I found myself struck by the fact that, instead of simply saying “Go study,” the rabbi chose the phrase “Exile yourself.”
When we remain entirely surrounded by familiar assumptions, familiar people, and familiar ideas, very little challenges us to grow. Perhaps Rabbi Nehorai wanted to suggest that real intellectual and spiritual growth rarely happens in complete comfort. By invoking the language of exile, he may have wanted us to understand that genuine learning requires a degree of dislocation—a willingness to leave behind certainty, familiarity, and the security of always feeling right.
In many ways, ours has become a culture that encourages precisely the opposite. Technology increasingly allows us to curate worlds in which we hear mostly from people who already agree with us, reinforce our assumptions, validate our instincts, and mirror our frustrations. That can feel emotionally satisfying. In a world that often feels fractured and threatening, the desire for comfort and certainty is understandable.

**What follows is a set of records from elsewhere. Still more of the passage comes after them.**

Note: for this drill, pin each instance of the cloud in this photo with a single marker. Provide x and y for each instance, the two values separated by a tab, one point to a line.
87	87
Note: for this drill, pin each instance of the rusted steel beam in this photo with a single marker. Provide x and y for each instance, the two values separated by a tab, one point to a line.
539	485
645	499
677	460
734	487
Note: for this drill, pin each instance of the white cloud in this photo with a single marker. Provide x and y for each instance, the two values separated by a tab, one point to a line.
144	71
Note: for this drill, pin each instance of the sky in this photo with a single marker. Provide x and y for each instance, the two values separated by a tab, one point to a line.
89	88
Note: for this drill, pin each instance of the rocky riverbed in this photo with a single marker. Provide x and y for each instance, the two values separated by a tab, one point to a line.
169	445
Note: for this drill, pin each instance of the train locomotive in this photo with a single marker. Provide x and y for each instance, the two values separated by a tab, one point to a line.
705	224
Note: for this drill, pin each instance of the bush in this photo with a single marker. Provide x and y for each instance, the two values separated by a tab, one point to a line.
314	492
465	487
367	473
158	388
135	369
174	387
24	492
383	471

But comfort can quietly stunt our growth.
This teaching suggests that wisdom emerges from our willingness to encounter unfamiliar ideas and sit with the discomfort they sometimes create.
That, in turn, leads to another often-overlooked teaching from Pirkei Avot:
“אֵין הַבַּיְשָׁן לָמֵד”“A shy person cannot learn.”

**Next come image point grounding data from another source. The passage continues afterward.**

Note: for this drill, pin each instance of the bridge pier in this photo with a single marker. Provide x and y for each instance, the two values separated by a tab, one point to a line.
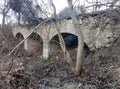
31	45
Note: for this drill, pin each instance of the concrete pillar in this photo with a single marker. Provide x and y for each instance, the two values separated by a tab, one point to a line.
31	45
46	49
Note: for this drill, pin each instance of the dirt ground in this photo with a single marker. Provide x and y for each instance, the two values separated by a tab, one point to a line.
101	69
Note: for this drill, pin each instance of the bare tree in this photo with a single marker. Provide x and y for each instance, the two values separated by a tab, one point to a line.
77	69
4	10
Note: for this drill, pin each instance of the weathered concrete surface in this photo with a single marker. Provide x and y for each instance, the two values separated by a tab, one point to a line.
94	37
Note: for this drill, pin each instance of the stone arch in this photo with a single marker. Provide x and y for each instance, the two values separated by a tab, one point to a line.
68	38
33	43
19	37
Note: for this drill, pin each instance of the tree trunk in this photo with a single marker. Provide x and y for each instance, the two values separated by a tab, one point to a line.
79	63
3	20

At first glance, that sounds insensitive, even judgmental. After all, some people are naturally quiet or introverted. But I do not think the rabbis were criticizing temperament. I think they were describing a deeper truth about vulnerability.
Learning requires the willingness to risk not knowing. It requires asking questions that may sound foolish. It requires the humility to say, “I don’t understand,” or perhaps even harder, “I may have been wrong.”
And that is never easy.
Social media rewards certainty, not curiosity. Public discourse increasingly punishes nuance. Many people have become terrified of appearing uninformed, uncertain, or intellectually unfinished.

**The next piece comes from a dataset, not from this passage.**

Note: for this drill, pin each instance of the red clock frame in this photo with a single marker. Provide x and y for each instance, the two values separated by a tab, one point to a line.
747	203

But Judaism has never equated wisdom with certainty.
If anything, our tradition often suggests the opposite: wisdom begins the moment we become comfortable enough to acknowledge how much we do not yet know.
The story is told that Isidor Isaac Rabi was once asked why he became a scientist. He replied:
“My mother made me a scientist without ever knowing it. Every other child would come back from school and be asked, ‘What did you learn today?’ But my mother used to say, ‘Izzy, did you ask a good question today?’ That made the difference.”
Perhaps that is why the Talmud itself is structured not around final answers, but around arguments, questions, disagreements, and unresolved tensions. The goal was never merely the accumulation of information. It was the cultivation of intellectual humility.
Because the rabbis understood something profound:
The opposite of learning is not ignorance.
The opposite of learning is the belief that we already know enough.